Those of you who don't fly now, did you loose your dream, did family or financial obligations kill that dream for you? Do you think about it every day? Do you mind "flying the desk"?

Those of you in the regionals, Was it really worth all of that sacrafice to get where you are today? Can you just not wait to get "the hell" out of those small airplanes so you can finally fly some big iron? Do you always grumbe about contracts and unions?

Those in the airlines, is it what you dreamed of? Do you guys also only grumbe about contracts and unions? How about your family, or did you loose them in a divorce? How do you feel about having a wife and kids at home *and* a girlfriend in a different state? Did you imagine you would end up that way? Did you actually pay off your flying loans (if you didn't take the millitary route)?

I'm 25, married no kids. I have my CFI with 0 hours dual given. I currently work at a desk job (which happens to be at Jeppesen a company that is allegedely known as the "Pilot Graveyard" because of so many Commercial/CFI pilots work for them who have all lost their dream for flying). My wife understandibly wants to "start a family" (me too) but I fear getting locked into my present job because of the committments of children/house/debt expenses.

Am I alone with this feeling of severe anxiety? As if I'm just inches away from being stuck doing something I don't want to do for the rest of my life. I also wonder why people who have dreamed of flying for a living end up bitching constantly how they want to "make it to the next bigger airplane" once a compnay actually gives them a paycheck to float around above terra firma.

So please, tell me what you think.
 
Trapped

Any decision you make will have consequences. If your family is your top priority, you will have to accept that as an airline pilot, you will probably not spend as much time with them as the dad next door. You are never stuck in a job unless you choose to be. It drives me crazy when I hear people whining about being "stuck" at their regional jobs. Take responsibility for your life. Whatever career you choose it'll cost you. Decide if the costs are worth the benefits for you. No one else can make these decisions for you.
 
I started at the regionals relatively late, at the age of 29. My wife is a saint and supported me by working full time. We put off having our first baby until I was close to upgrade (he was born during captain ground school!)

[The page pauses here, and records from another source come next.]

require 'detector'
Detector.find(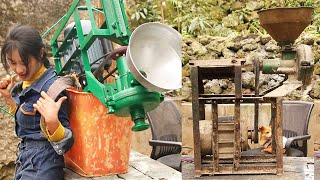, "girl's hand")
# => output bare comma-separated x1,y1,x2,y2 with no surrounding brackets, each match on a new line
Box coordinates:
0,75,17,98
33,91,67,134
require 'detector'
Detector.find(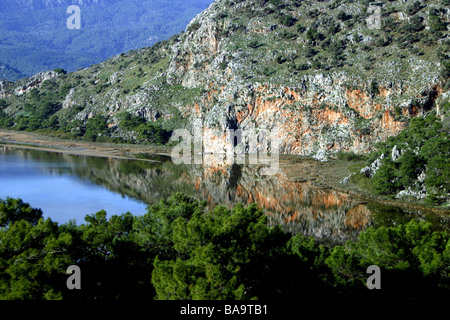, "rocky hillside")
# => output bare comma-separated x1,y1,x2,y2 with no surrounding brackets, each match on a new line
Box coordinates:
0,0,450,159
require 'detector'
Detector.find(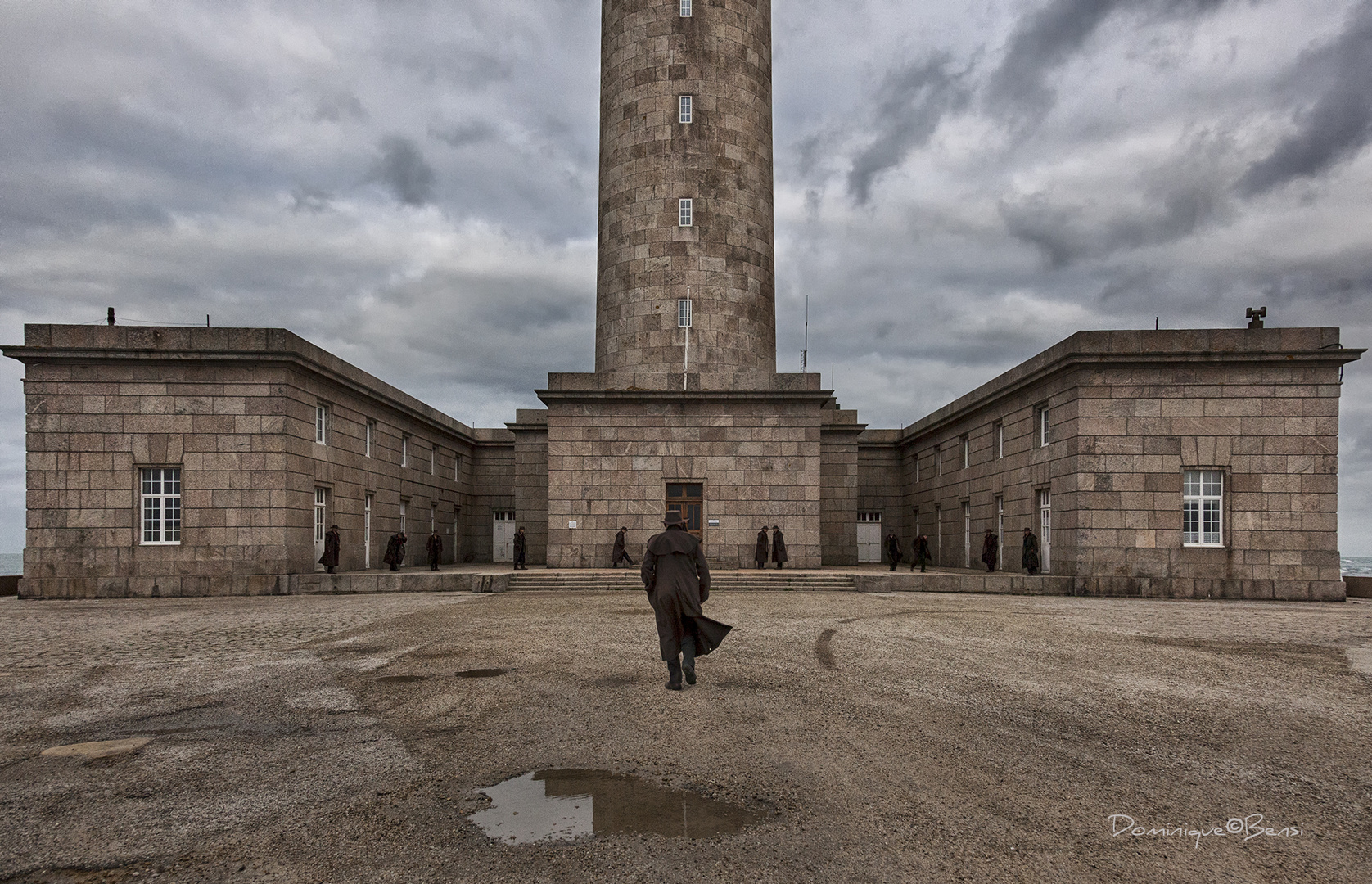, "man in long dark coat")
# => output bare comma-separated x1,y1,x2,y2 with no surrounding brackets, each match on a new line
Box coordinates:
609,527,634,568
981,529,1000,574
424,531,443,571
381,531,410,571
909,534,929,574
773,525,786,568
1019,529,1039,576
639,511,733,691
320,525,341,574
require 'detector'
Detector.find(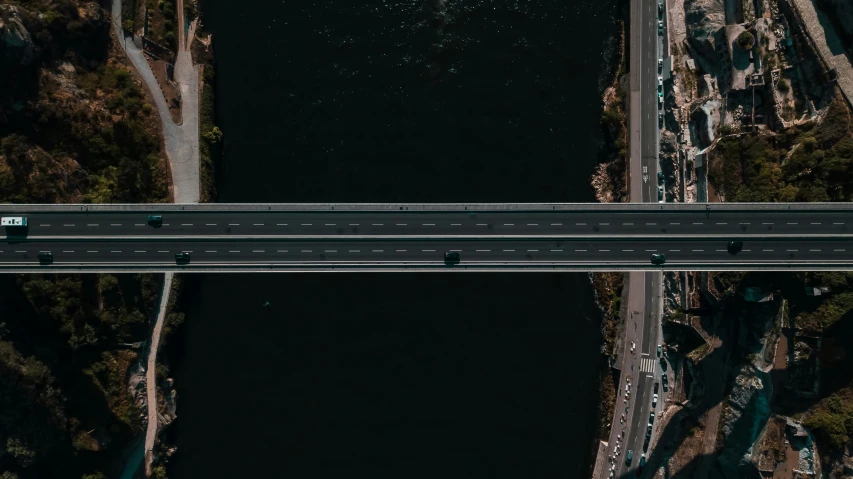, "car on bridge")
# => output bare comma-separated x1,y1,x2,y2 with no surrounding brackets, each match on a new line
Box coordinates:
444,251,462,264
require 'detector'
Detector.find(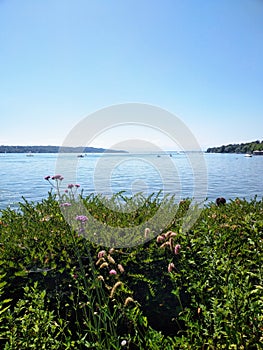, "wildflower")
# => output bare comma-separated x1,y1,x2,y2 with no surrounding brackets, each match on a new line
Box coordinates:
98,250,106,259
156,235,165,243
164,231,173,238
169,232,177,237
96,258,105,265
60,202,71,207
108,255,115,264
174,244,181,255
168,263,175,272
118,264,124,273
100,262,109,272
144,227,151,238
216,197,226,206
160,242,170,248
121,339,127,346
76,215,88,224
51,174,64,181
124,297,134,307
110,281,122,298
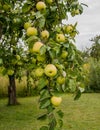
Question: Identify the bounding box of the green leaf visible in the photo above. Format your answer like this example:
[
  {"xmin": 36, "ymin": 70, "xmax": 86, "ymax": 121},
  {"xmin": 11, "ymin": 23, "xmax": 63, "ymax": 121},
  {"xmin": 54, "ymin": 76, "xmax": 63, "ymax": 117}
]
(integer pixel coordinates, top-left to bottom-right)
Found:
[
  {"xmin": 59, "ymin": 119, "xmax": 63, "ymax": 128},
  {"xmin": 40, "ymin": 45, "xmax": 46, "ymax": 55},
  {"xmin": 74, "ymin": 90, "xmax": 81, "ymax": 100},
  {"xmin": 57, "ymin": 110, "xmax": 64, "ymax": 118},
  {"xmin": 22, "ymin": 3, "xmax": 31, "ymax": 13},
  {"xmin": 38, "ymin": 78, "xmax": 47, "ymax": 90},
  {"xmin": 40, "ymin": 99, "xmax": 51, "ymax": 109},
  {"xmin": 37, "ymin": 113, "xmax": 47, "ymax": 120},
  {"xmin": 49, "ymin": 118, "xmax": 57, "ymax": 130},
  {"xmin": 40, "ymin": 126, "xmax": 49, "ymax": 130}
]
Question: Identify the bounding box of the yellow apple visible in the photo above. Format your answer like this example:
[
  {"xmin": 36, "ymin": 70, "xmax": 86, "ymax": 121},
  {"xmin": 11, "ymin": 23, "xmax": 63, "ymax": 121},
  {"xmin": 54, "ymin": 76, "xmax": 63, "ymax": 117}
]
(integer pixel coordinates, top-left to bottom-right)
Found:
[
  {"xmin": 32, "ymin": 42, "xmax": 43, "ymax": 53},
  {"xmin": 57, "ymin": 76, "xmax": 65, "ymax": 84},
  {"xmin": 61, "ymin": 51, "xmax": 68, "ymax": 59},
  {"xmin": 36, "ymin": 1, "xmax": 46, "ymax": 11},
  {"xmin": 24, "ymin": 22, "xmax": 31, "ymax": 30},
  {"xmin": 37, "ymin": 55, "xmax": 45, "ymax": 62},
  {"xmin": 16, "ymin": 55, "xmax": 20, "ymax": 60},
  {"xmin": 56, "ymin": 34, "xmax": 65, "ymax": 42},
  {"xmin": 26, "ymin": 27, "xmax": 37, "ymax": 36},
  {"xmin": 7, "ymin": 69, "xmax": 14, "ymax": 75},
  {"xmin": 74, "ymin": 9, "xmax": 80, "ymax": 15},
  {"xmin": 51, "ymin": 96, "xmax": 62, "ymax": 107},
  {"xmin": 44, "ymin": 64, "xmax": 57, "ymax": 77},
  {"xmin": 41, "ymin": 30, "xmax": 49, "ymax": 38},
  {"xmin": 35, "ymin": 68, "xmax": 44, "ymax": 77},
  {"xmin": 46, "ymin": 0, "xmax": 53, "ymax": 4},
  {"xmin": 65, "ymin": 25, "xmax": 73, "ymax": 33}
]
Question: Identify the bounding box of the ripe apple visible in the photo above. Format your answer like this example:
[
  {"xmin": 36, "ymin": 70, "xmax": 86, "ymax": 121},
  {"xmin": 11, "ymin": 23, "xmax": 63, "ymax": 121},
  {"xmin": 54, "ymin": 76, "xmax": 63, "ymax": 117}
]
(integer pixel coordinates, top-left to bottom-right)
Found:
[
  {"xmin": 7, "ymin": 69, "xmax": 14, "ymax": 75},
  {"xmin": 44, "ymin": 64, "xmax": 57, "ymax": 77},
  {"xmin": 56, "ymin": 34, "xmax": 65, "ymax": 42},
  {"xmin": 37, "ymin": 55, "xmax": 45, "ymax": 62},
  {"xmin": 32, "ymin": 42, "xmax": 43, "ymax": 53},
  {"xmin": 16, "ymin": 55, "xmax": 20, "ymax": 60},
  {"xmin": 61, "ymin": 51, "xmax": 68, "ymax": 59},
  {"xmin": 46, "ymin": 0, "xmax": 53, "ymax": 4},
  {"xmin": 57, "ymin": 76, "xmax": 65, "ymax": 84},
  {"xmin": 24, "ymin": 22, "xmax": 31, "ymax": 30},
  {"xmin": 35, "ymin": 68, "xmax": 44, "ymax": 77},
  {"xmin": 26, "ymin": 27, "xmax": 37, "ymax": 36},
  {"xmin": 74, "ymin": 9, "xmax": 80, "ymax": 15},
  {"xmin": 36, "ymin": 1, "xmax": 46, "ymax": 11},
  {"xmin": 51, "ymin": 96, "xmax": 62, "ymax": 107},
  {"xmin": 65, "ymin": 25, "xmax": 73, "ymax": 33},
  {"xmin": 41, "ymin": 30, "xmax": 49, "ymax": 38}
]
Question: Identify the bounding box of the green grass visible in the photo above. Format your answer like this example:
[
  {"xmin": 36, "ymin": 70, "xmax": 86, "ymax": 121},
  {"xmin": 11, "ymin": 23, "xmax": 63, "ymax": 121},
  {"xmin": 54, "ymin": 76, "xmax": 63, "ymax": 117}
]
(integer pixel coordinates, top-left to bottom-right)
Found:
[{"xmin": 0, "ymin": 93, "xmax": 100, "ymax": 130}]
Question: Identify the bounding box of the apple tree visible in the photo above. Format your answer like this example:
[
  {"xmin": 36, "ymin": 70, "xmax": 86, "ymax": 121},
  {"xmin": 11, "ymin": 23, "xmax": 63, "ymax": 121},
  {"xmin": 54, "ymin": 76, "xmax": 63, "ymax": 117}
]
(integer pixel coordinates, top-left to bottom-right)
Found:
[
  {"xmin": 24, "ymin": 0, "xmax": 84, "ymax": 130},
  {"xmin": 0, "ymin": 0, "xmax": 84, "ymax": 130}
]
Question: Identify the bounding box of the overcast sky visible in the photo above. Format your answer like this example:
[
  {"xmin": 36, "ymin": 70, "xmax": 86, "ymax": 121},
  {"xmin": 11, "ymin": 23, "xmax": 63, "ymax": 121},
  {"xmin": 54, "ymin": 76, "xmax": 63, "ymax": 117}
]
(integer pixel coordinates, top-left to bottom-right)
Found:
[{"xmin": 69, "ymin": 0, "xmax": 100, "ymax": 50}]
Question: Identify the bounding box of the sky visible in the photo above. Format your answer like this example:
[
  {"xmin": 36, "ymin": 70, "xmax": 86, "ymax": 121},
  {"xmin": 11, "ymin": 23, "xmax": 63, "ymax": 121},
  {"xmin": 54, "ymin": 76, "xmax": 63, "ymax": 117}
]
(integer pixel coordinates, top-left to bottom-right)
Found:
[{"xmin": 69, "ymin": 0, "xmax": 100, "ymax": 50}]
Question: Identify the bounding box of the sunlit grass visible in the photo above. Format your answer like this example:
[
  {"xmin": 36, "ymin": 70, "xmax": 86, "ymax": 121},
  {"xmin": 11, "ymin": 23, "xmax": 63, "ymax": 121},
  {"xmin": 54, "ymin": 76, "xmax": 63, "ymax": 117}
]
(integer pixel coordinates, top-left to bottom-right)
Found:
[{"xmin": 0, "ymin": 94, "xmax": 100, "ymax": 130}]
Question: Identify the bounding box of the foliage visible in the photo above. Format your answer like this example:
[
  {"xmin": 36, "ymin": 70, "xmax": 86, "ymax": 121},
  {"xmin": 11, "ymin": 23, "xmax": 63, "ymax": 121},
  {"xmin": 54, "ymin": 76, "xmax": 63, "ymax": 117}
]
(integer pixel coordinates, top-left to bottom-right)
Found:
[
  {"xmin": 0, "ymin": 93, "xmax": 100, "ymax": 130},
  {"xmin": 89, "ymin": 60, "xmax": 100, "ymax": 92},
  {"xmin": 0, "ymin": 0, "xmax": 84, "ymax": 130}
]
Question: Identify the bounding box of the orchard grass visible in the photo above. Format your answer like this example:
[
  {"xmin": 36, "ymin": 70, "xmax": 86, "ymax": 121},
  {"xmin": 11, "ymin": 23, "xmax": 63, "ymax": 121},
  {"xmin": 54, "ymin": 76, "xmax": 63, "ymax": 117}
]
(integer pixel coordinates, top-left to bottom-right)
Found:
[{"xmin": 0, "ymin": 93, "xmax": 100, "ymax": 130}]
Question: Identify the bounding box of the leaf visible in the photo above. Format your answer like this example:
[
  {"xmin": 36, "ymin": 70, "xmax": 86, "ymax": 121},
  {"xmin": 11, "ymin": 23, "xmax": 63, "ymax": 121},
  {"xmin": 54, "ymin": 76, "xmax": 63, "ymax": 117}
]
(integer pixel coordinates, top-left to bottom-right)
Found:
[
  {"xmin": 57, "ymin": 110, "xmax": 64, "ymax": 118},
  {"xmin": 22, "ymin": 3, "xmax": 31, "ymax": 13},
  {"xmin": 40, "ymin": 126, "xmax": 49, "ymax": 130},
  {"xmin": 74, "ymin": 90, "xmax": 81, "ymax": 100},
  {"xmin": 40, "ymin": 99, "xmax": 51, "ymax": 109},
  {"xmin": 38, "ymin": 78, "xmax": 47, "ymax": 90},
  {"xmin": 37, "ymin": 113, "xmax": 47, "ymax": 120},
  {"xmin": 59, "ymin": 119, "xmax": 63, "ymax": 128},
  {"xmin": 49, "ymin": 118, "xmax": 57, "ymax": 130},
  {"xmin": 40, "ymin": 45, "xmax": 46, "ymax": 55}
]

You can raise a family on a captain's salary, but f/o's are gonna need a working spouse, I'm afraid.

As far as enjoying it - a Fedex guy I know said it best: the regionals would be a blast if you knew precisely how long you were going to be there. The flying was great, the people fun, I even enjoyed taking care of passengers. I averaged about 800 hours a year, and sometimes flew 8 legs a day. It was a blast.

Now I fly cargo- long legs, back side of the clock, sometimes only 2 or 3 landings a month. But a hand-flown visual approach is still better than sex, and standin' em up at the beginning of the takeoff roll, pointing down 12,000 feet of runway and knowing you're gonna use most of it, is a thrill I can't adequately describe.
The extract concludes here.